The injury is a concern, although Jones has generally been durable during his six-year career, beginning with starting every game as a rookie His debut campaign ended with losing to the New England Patriots in Super Bowl LI. Jones missed 10 games in 2018 after foot surgery but has sat out just one game in the three seasons since.
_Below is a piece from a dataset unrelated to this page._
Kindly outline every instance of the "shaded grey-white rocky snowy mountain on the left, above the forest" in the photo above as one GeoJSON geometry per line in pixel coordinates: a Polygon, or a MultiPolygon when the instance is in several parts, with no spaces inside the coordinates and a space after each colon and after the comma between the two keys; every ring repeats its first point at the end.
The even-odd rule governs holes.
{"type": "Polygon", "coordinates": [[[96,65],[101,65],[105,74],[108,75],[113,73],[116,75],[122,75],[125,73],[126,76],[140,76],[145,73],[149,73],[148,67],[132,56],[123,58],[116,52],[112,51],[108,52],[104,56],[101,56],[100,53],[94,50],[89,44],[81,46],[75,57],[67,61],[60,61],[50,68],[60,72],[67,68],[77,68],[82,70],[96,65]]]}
Timing is the issue with this latest setback. Jones can’t afford for there to be any doubts about his status when the Falcons have recruited so many new faces at his position.
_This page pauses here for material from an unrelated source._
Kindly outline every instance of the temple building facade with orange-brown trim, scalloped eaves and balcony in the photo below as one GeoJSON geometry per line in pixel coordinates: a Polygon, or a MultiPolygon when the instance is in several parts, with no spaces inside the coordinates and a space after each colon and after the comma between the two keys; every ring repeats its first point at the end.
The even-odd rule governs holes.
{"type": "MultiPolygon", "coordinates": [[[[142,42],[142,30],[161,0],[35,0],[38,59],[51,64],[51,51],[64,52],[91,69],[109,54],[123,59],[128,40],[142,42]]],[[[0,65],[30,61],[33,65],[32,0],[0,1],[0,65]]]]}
Jones Still Falcons’ Most Viable Trade Candidate
Those new faces include free-agent arrivals Rashaan Evans and Nick Kwiatkoski, along with second-round draft pick Troy Andersen. They are all more physically suited to the system Pees is calling.
At 6’1″ and 227 pounds, Jones isn’t a good fit for the 3-4 front, where inside linebackers often need to take on guards in the trenches. Kwiatkoski tips the scales at 6’2″ and 242 pounds, while 6’4″, 235-pounder Andersen also offers more size than Jones.
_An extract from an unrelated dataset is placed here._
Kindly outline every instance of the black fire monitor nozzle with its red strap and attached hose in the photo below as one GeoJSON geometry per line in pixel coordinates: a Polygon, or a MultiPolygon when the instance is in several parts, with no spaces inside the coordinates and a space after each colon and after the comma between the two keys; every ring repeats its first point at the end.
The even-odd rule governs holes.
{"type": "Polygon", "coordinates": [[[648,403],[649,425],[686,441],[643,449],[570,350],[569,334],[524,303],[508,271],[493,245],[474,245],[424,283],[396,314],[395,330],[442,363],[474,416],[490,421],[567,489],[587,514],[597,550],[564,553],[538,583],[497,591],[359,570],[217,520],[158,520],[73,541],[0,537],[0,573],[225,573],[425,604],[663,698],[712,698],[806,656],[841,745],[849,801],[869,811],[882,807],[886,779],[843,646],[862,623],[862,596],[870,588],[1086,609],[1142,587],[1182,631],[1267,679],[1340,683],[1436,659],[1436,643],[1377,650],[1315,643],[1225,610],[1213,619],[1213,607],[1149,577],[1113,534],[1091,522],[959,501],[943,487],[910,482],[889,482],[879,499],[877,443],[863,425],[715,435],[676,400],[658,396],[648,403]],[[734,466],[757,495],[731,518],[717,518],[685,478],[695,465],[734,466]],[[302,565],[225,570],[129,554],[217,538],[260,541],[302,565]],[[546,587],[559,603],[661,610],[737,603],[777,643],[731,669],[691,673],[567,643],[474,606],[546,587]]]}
There’s also greater scheme-related experience on the depth chart this year. Kwiatkoski played in a 3-4 defense during four seasons with the Chicago Bears, before joining the Las Vegas Raiders in 2020.
Evans has more immediate knowledge of the playbook, having spent two seasons playing for Pees when the latter was defensive coordinator for the Tennessee Titans. It leaves Jones as the odd man out in the rotation.
His problem is compounded by a hefty salary set to count for $20,018,431 against this year’s salary cap, per Spotrac.com. It’s why Jones is so often mentioned as somebody the Falcons should trade before the start of this season.
One scenario put forward by Bleacher Report’s Kristopher Knox involves Jones being dealt to the Dallas Cowboys for a sixth-round pick in next year’s draft. Jones’ exit has been called “almost-certain” by Jeff Schultz of The Athletic, although he acknowledged “getting another team to take Jones’ guaranteed salary of $13.64 million (base and bonuses) won’t be easy — even for a low draft pick.”
The Falcons have a strong financial motive to hold out for a trade, as Pro Football Focus’ Brad Spielberger explained:
Any lingering injury could scupper those plans, but perhaps that’s why Jones has been put on the PUP list with camp looming. It gives Jones time to fully recover and won’t expose him to any more injuries during practice sessions.
In the meantime, the Falcons will hope one linebacker-needy team decides Jones is worth trading a future draft pick to acquire.